感想は、きかないでほしい。この映画、つまり、「ルイ・マル」監督による「コメディー」、しかも相当に「フランス的」な、を語るというのは、ほとんどトリプルアクセル+トリプルトゥループ+トリプルループ並みの難易度の高さなのだから(よくわからないが)。だいたい、ぼくの場合、映画よりも先にステファン・グラッペリののほほんとしたサウンドトラックのほうに親しんでいたものだから、じっさいに映画をみてはじめて、タイトルの「五月」が1968年の「五月革命」を指していると気づいたほどである。ルイ・マル自身、あえて《そのこと》に対するみずからの「立ち位置」をぼやかそうとしているようにもみえるこの作品を、しかしわが家ではたんなる「バカ一家の話」と呼び親しんでいる。「『バカ一家の話』みる?」、「みる、みる」といった具合に。そして毎度思うのだ。「あはは、バカだなあ」と。感想など語れるはずもない。

けれども、ひとつだけ断言できることがある。それは、この「五月のミル」という映画には、やはり「五月」という季節のもつすべてががつまっているということだ。強さを増した光と薫る風、蒼々とした樹々の新緑に象徴される「生命の躍動」、倦怠と頽廃、そして不穏な予感。「五月のミル」をみれば、「五月」はより「五月」らしくなる。
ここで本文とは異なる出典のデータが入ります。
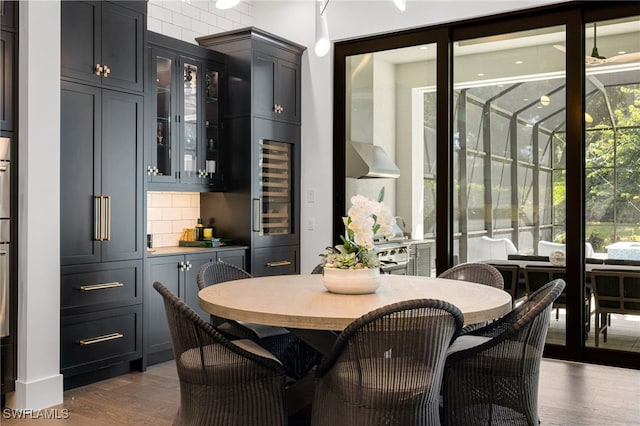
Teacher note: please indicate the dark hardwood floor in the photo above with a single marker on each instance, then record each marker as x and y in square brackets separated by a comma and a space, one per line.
[570, 394]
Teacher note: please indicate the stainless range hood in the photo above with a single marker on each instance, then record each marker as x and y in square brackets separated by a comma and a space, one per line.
[364, 160]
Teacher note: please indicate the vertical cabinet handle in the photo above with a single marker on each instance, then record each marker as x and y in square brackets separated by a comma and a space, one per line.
[101, 217]
[257, 215]
[97, 218]
[107, 214]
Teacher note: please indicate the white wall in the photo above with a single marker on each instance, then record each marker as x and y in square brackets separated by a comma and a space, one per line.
[294, 20]
[39, 383]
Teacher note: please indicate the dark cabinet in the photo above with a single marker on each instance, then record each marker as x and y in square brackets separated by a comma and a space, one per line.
[262, 118]
[103, 42]
[7, 80]
[101, 196]
[178, 273]
[277, 87]
[184, 147]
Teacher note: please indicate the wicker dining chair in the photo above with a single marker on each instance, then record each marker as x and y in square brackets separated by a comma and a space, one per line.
[481, 273]
[222, 382]
[297, 357]
[491, 374]
[386, 366]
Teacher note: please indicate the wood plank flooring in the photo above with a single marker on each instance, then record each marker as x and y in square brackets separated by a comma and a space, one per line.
[570, 394]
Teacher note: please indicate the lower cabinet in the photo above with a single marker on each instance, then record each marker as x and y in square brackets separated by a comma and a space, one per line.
[178, 273]
[275, 261]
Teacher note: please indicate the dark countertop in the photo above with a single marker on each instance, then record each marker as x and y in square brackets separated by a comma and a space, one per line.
[168, 251]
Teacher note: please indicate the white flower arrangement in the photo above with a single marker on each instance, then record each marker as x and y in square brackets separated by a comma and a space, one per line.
[365, 219]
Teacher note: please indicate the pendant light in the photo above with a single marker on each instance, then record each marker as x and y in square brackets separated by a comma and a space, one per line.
[401, 4]
[323, 43]
[226, 4]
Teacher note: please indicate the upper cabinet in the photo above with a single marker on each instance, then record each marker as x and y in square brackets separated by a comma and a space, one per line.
[184, 148]
[277, 87]
[104, 43]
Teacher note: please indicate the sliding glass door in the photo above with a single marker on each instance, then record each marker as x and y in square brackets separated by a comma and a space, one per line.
[517, 140]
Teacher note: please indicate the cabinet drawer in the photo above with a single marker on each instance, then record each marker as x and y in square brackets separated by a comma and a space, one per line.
[90, 341]
[105, 285]
[275, 261]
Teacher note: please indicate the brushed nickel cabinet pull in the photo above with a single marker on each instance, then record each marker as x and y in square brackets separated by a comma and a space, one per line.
[107, 225]
[97, 218]
[100, 286]
[278, 263]
[257, 215]
[100, 339]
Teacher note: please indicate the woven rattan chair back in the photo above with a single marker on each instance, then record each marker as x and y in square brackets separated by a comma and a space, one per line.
[480, 273]
[220, 382]
[492, 378]
[386, 366]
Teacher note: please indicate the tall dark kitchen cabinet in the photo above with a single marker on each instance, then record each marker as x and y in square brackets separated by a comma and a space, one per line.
[262, 118]
[184, 144]
[101, 186]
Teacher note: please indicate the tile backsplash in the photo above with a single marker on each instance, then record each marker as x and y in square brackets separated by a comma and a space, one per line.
[168, 213]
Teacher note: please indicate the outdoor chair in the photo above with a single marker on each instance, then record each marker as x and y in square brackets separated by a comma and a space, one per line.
[491, 374]
[480, 273]
[297, 357]
[615, 292]
[222, 382]
[511, 276]
[386, 366]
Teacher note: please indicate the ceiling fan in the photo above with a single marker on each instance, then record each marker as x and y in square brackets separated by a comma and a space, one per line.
[596, 59]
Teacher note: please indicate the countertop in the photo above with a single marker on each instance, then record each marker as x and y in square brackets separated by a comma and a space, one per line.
[167, 251]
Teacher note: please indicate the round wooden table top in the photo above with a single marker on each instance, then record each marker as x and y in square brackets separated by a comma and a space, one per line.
[302, 301]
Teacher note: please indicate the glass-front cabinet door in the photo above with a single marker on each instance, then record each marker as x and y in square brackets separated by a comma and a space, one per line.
[275, 219]
[190, 118]
[161, 166]
[214, 151]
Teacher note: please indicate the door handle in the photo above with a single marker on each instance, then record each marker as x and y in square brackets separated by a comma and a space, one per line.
[257, 215]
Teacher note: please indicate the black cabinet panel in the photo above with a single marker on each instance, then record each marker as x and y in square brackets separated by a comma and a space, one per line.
[100, 285]
[80, 38]
[122, 46]
[7, 80]
[101, 184]
[121, 149]
[100, 338]
[275, 261]
[156, 331]
[80, 124]
[8, 13]
[102, 44]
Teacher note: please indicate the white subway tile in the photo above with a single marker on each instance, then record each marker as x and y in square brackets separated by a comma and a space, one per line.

そして、「五月革命」はしかるべくして「五月」に起こったのだ、と思うのだ。
コメント
この記事へのコメント
「五月のミル」のサントラは、いいですね。革命なんて言葉とまったく関係ないような、新緑の満ちた森を思い起こさせるような音楽。ここ数日はつゆのような天候ですが、このGWは晴天続きでしたよね。それで、このサントラをちょうど引っ張り出してかけていました。
2006/05/14(日) 23:18 | URL | BUN #Nk.ZrAb2[ 編集]
再発希望!
BUNさん、コメントありがとうございます。

このサントラを手に入れたのは数年前、そのときにはすでに廃盤になっていたのですが、いまはなき新宿のCDショップの片隅に偶然発見したときはさすがに狂喜乱舞(?)しました。
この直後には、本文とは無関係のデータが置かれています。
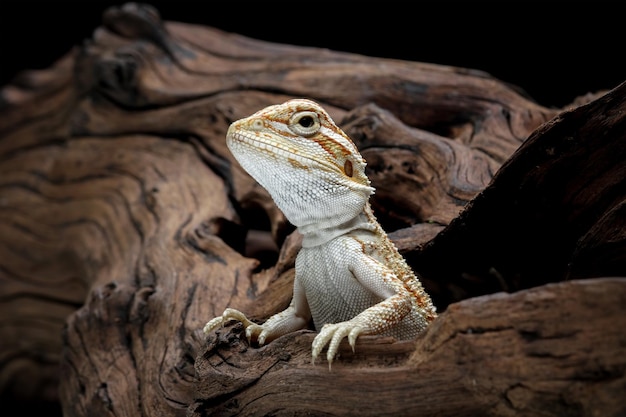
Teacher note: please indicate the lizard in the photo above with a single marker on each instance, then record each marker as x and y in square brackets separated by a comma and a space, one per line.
[350, 279]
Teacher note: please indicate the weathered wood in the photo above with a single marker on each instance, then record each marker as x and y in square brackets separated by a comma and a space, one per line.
[501, 354]
[125, 224]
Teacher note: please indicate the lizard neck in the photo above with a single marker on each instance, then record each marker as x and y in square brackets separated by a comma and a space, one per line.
[316, 234]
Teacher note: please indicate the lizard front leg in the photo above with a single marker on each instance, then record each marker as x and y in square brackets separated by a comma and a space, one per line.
[294, 317]
[396, 305]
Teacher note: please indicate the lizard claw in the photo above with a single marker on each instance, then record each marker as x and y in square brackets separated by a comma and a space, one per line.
[333, 334]
[229, 314]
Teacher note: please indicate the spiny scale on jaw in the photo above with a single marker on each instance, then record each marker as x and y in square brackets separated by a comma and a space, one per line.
[272, 128]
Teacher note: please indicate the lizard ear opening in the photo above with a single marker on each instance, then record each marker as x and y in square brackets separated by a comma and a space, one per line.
[304, 123]
[347, 168]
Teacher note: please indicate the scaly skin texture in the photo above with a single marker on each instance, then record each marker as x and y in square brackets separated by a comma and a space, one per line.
[350, 279]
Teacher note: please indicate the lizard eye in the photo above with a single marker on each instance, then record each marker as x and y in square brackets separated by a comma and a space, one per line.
[304, 123]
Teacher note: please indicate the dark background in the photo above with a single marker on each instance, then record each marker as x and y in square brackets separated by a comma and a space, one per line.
[554, 51]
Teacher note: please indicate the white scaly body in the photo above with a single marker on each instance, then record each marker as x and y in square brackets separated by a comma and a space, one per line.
[350, 279]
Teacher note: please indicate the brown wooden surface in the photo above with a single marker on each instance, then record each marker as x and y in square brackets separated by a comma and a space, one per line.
[126, 224]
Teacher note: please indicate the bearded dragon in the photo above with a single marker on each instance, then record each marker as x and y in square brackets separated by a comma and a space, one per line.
[350, 279]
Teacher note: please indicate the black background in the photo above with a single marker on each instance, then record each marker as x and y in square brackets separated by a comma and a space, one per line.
[554, 51]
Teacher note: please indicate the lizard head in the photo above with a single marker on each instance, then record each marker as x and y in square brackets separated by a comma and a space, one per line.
[310, 167]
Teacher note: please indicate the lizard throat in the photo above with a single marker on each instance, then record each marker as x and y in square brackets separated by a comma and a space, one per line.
[315, 235]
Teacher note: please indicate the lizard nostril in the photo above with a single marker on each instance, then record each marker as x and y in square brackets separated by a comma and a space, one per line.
[257, 124]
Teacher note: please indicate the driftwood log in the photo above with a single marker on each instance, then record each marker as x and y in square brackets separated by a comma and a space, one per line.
[126, 224]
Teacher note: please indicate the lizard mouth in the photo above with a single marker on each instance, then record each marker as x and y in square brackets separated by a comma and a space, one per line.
[274, 150]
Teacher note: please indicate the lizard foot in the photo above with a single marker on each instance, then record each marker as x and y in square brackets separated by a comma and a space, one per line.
[252, 329]
[334, 333]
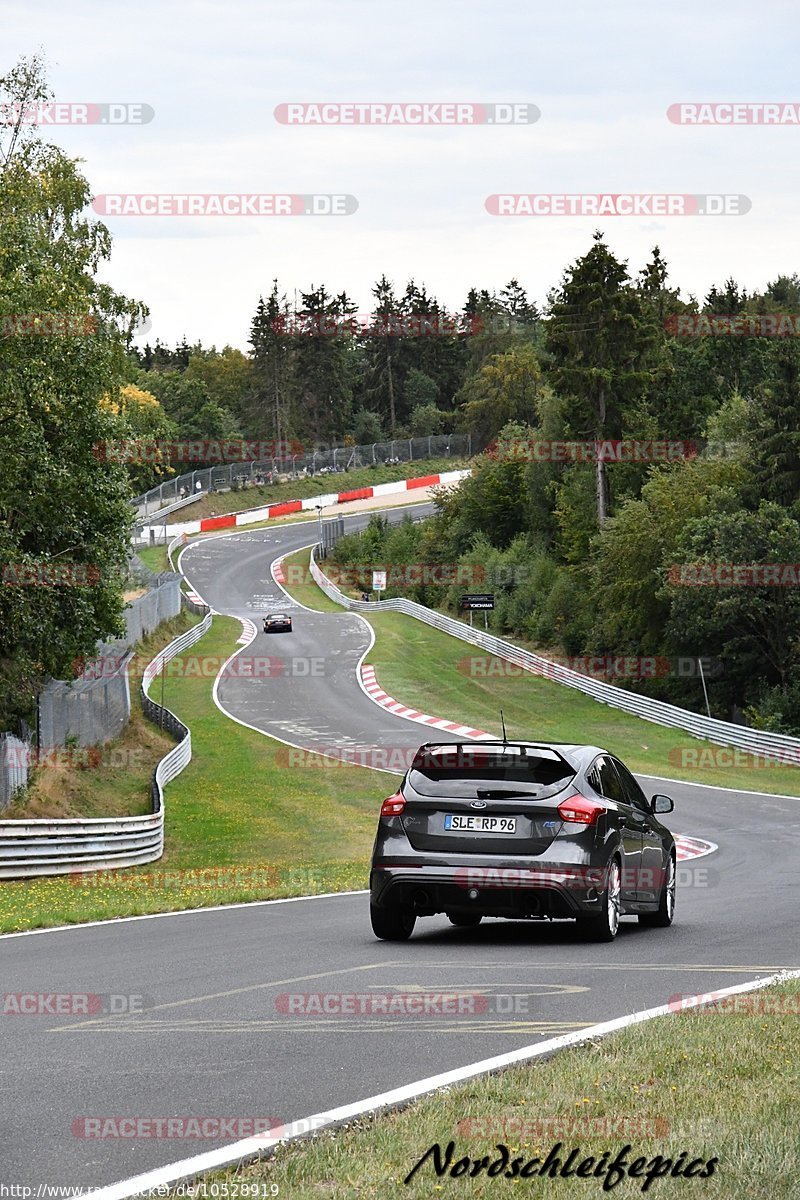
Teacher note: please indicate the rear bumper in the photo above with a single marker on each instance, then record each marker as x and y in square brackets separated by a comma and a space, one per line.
[546, 891]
こんなすてきなアルバムが廃盤だなんて、まったくどうかしています。
2006/05/15(月) 15:15 | URL | moi店主 #mLjQvPPA[ 編集]
楽譜は持っていてよ。
モワドメ、フランスにいると実感できるけど、日本ではなかなか。
革命と音楽、これもまた、日本人にはわからないでしょう。
この映画が素敵に映るのは、どうしてなのかしら?
2006/05/18(木) 14:53 | URL | nannerl #-[ 編集]
革命と音楽
nannerlさん、こんにちは。

革命と音楽、たしかに日本人にはわかりにくい感覚ですね。ショパン、ショスタコーヴィチ・・・革命に刺激されたグレートコンポーザーたちは多いですが、日本だとやはり渡辺美里「マイ・レボリューション」くらいでしょうか???